Так вот это первая новость, а вторая такая, Семен, что я, вот честное слово, до сих пор и не поверила в нее. Не хочу, не могу поверить.
Утром, по обыкновению своему, выкуривая перед обходом толстенную цигарку, Иван Аристархович как-то нехотя, с трудом выдавил из себя:
— А ведь я сегодня, Вера Николаевна, вашего свекра встретил.
— Павла Петровича? Не может быть!
Я точно знала, что задолго до исхода из города он вместе со своим ремесленным училищем отплыл на одной из барж, отправлявшейся вниз по Волге, в глубь страны. Перед эвакуацией зашел в госпиталь прощаться. Говорил, уезжает вместе со своей «ремеслухой», предлагал захватить внуков. И все еще сокрушался: все мягкое он закопал, а вот домишко не на кого оставить, пораскрадут все. Жалел, что поросенка приходится забить, а он весу еще не набрал. А какой боровок к рождеству бы вырос... Знаешь, ведь есть, есть в нем эта черта, которую я никогда не любила. Но остаться у немцев? Как это можно? Кадровый слесарь, любивший всегда хвастать: «Я — российский пролетарий». Нет, нет...
— Вы с кем-нибудь спутали, Иван Аристархович.

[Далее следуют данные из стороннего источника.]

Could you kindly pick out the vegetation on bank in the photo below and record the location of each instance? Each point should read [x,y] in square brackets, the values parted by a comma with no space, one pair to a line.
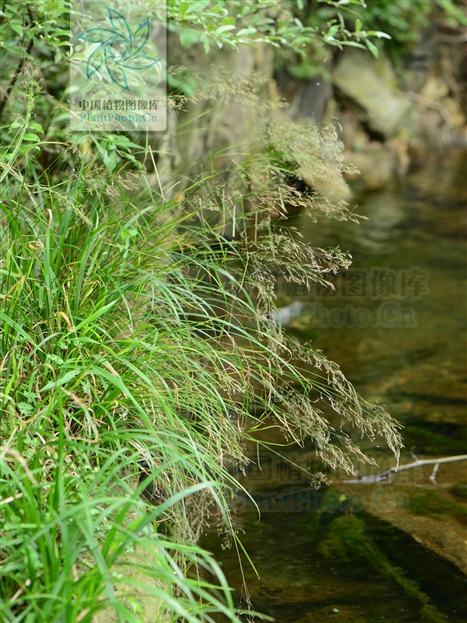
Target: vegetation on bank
[137,349]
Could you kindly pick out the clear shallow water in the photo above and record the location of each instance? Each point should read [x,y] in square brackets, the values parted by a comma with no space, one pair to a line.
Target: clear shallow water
[347,554]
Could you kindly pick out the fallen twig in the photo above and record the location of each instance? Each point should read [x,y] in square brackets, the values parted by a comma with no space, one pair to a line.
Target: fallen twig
[394,470]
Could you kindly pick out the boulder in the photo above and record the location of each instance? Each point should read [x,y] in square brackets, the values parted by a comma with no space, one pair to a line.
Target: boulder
[366,87]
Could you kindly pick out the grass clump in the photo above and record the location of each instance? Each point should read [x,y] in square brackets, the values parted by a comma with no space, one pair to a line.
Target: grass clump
[137,356]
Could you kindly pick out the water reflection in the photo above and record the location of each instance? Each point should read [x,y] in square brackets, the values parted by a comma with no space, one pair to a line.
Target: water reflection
[382,552]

— Спутал? Нет, голубушка, Вера Николаевна, то-то и оно, что не спутал. Мы с ним нос к носу встретились, где трамвай в снегу стоит. Смутился он. Стоит и молчит. Спрашиваю: «Что хоть делаешь-то?» Отвечает: «Слесарю. А ты?» Отвечаю: «Тоже вот но специальности — людей лечу». Спрашиваю: «Завод твой в эвакуации, где ж ты слесаришь?» Еще пуще смутился. «А, какое тут слесарство, горе одно, дома ковыряюсь — лудить, паять, ведра починять. Жрать-то надо». Тут я, Вера Николаевна, голубка моя, не стерпел и за все двадцать пять лет моих обид на нем отыгрался. «А я, говорю, частной инициативой не занимаюсь. Я — в советском госпитале». Он встрепенулся: «У нее?» — «У нее». На том и разошлись.— Толстая цигарка даже потрескивала от жадных затяжек, из-под прокуренных моржовых усов валил едкий дым.— Так-то, Вера Николаевна, голубушка. Вот ведь как бывает.
— А о внуках спросил?
Наседкин курил. Ясно было — неприятно ему об этом рассказывать. Не оборачиваясь, стоя спиной, так, что я сзади видела лишь кончики его усов, ответил глухо:
— Не совру, не спросил.— И перевел разговор: — Ну, а Васятка-то наш как?.. Плох? Да, бедный малый. Осмотрим, да и решать надо.— И пошел по палатам, сопровождаемый Антониной.
Странно, дико все это, Семен. Если бы ты и в самом деле мог слышать меня, я бы тебе эту новость, пожалуй, и не сообщила. Каждый день наблюдаю, как беда сплачивает людей, поднимает их. Едва получат возможность вставать с койки, давай им какую-нибудь работу. Те, что не встают, и то - чистят картошку, выбирают из крупы или гороха мышиный помет, мало ли... Эта Паша, которую мы с Наседкиным недавно оперировали, в тот же день лежа скручивала бинты. Зинаида Богданова, что масло крала, днем мается у койки сына, а ночью моет посуду, стирает... А тут Петр Павлович с его всегдашним: «Мы, старые пролетарии...» Домишко, поросенка пожалел... Нет, нет, Семен, я все-таки в это не верю. Преодолею завтра свои страхи, схожу к нему, на худой конец, хоть уговорю его отремонтировать автоклав, который наши откопали в развалинах. Руки у него золотые, этого у него не отнимешь.